HR-Compliance, Whistleblowing und Arbeitsrecht

Personenbedingte (krankheitsbedingte) Kündigung mit BEM-Doku und § 102-BetrVG-Anhörung KI-gestützt entwerfen

anymize ersetzt Mitarbeitername, Arzt, Krankenkasse und Diagnose-Bezüge automatisch durch Platzhalter, bevor Fehlzeiten-Statistik und BEM-Protokoll an GPT, Claude oder Gemini gehen — und setzt sie nach der KI-Antwort wieder ein. So entsteht die BAG-Drei-Stufen-Prüfung mit BEM-Dokumentation in Minuten statt Stunden, ohne Art. 9 DSGVO (Gesundheitsdaten) zu berühren.

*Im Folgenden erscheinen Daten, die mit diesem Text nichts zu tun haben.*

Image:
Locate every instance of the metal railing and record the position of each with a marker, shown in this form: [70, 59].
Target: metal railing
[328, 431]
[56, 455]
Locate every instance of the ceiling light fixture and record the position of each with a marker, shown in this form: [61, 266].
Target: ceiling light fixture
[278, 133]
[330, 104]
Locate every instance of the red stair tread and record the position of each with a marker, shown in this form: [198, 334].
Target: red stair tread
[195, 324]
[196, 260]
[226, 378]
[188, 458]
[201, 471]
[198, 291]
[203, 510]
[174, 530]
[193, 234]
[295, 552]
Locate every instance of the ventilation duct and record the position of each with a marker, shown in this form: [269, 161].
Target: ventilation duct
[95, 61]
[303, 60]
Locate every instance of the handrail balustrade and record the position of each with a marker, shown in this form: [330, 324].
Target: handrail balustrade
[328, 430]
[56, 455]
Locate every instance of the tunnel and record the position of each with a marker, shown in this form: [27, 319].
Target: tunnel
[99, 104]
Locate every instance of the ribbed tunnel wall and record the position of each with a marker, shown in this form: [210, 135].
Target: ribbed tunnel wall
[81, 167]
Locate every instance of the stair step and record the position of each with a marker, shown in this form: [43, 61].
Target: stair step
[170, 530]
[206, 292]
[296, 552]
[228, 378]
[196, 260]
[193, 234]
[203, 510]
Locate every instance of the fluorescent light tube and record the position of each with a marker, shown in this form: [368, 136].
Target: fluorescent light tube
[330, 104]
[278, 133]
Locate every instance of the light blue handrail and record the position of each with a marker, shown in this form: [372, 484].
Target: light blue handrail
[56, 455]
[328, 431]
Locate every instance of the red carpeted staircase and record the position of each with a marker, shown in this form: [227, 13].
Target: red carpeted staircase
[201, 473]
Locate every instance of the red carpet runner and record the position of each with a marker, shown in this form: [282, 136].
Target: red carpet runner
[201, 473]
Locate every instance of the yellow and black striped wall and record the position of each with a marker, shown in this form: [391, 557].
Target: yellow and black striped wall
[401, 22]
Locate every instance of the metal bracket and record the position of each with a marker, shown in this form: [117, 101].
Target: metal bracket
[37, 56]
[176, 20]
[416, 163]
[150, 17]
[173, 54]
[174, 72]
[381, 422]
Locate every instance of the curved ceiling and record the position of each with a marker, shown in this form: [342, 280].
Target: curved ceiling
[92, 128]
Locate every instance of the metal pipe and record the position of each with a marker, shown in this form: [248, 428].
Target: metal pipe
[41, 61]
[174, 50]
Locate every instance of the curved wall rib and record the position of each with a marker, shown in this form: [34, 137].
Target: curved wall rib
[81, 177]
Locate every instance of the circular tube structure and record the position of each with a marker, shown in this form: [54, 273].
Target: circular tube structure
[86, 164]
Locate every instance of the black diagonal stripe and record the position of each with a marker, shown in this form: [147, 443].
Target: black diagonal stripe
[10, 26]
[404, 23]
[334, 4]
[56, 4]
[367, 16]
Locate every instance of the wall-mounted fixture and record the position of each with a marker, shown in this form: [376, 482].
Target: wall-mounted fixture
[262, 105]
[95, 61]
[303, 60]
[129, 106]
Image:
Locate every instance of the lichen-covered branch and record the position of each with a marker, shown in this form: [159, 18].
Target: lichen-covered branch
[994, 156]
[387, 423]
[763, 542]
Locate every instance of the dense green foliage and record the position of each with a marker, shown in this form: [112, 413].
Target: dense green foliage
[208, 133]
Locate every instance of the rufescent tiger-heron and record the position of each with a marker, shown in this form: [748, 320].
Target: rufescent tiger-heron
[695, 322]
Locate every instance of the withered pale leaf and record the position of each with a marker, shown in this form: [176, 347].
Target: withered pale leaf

Schwierigkeit: Spezialist · Datenklasse: Beschäftigtendaten · Letztes Review:

Zur Orientierung gedacht. Die personalrechtliche Würdigung im Einzelfall bleibt selbstverständlich bei Ihnen — KI-Outputs sind vor jeder Verwendung zu prüfen. Mehr dazu am Ende.

01

Anwendungsbereich

Worum geht es hier?

KI in HR-Compliance, Whistleblowing und Arbeitsrecht

Die krankheitsbedingte Kündigung ist die anspruchsvollste Kündigungsart — BAG-Drei-Stufen-Prüfung (BAG 2 AZR 1075/12), zwingender BEM-Vorrang (§ 167 Abs. 2 SGB IX, BAG 2 AZR 755/13), Gesundheitsdaten der besonderen Kategorie Art. 9 DSGVO. anymize ist hier nicht Komfort, sondern zwingend — Gesundheitsdaten dürfen Public-LLMs nie ungeschützt erreichen. On-Premises-LLM dringend empfohlen bei detaillierten Diagnose-Daten.

02

Für wen passt das?

Zielgruppe und Kontext

Rolle
HR-Business-Partner, HR-Compliance, BEM-Beauftragte/r, Arbeitsrechts-Inhouse, externe Kanzleien. Sekundär: SBV (§ 178 SGB IX), Betriebsarzt (BEM-Beteiligung), BR-Vorsitz.
Seniorität
Senior. Junior-HR darf krankheitsbedingte Kündigungen niemals alleinverantwortlich entwerfen — Komplexität + Art.-9-DSGVO-Risiko.
Unternehmensgröße
KMU bis Konzern. Ab 10 MA KSchG; ab 5 MA BR-Schwelle.
Spezifische Kontexte
Häufige Kurzerkrankungen (Faustformel: über 6 Wochen p.a. über 3 Jahre), langandauernde Erkrankung (über 1,5 Jahre durchgehend), krankheitsbedingte Minderleistung, andere personenbedingte Gründe (Führerscheinverlust, fehlende Eignung).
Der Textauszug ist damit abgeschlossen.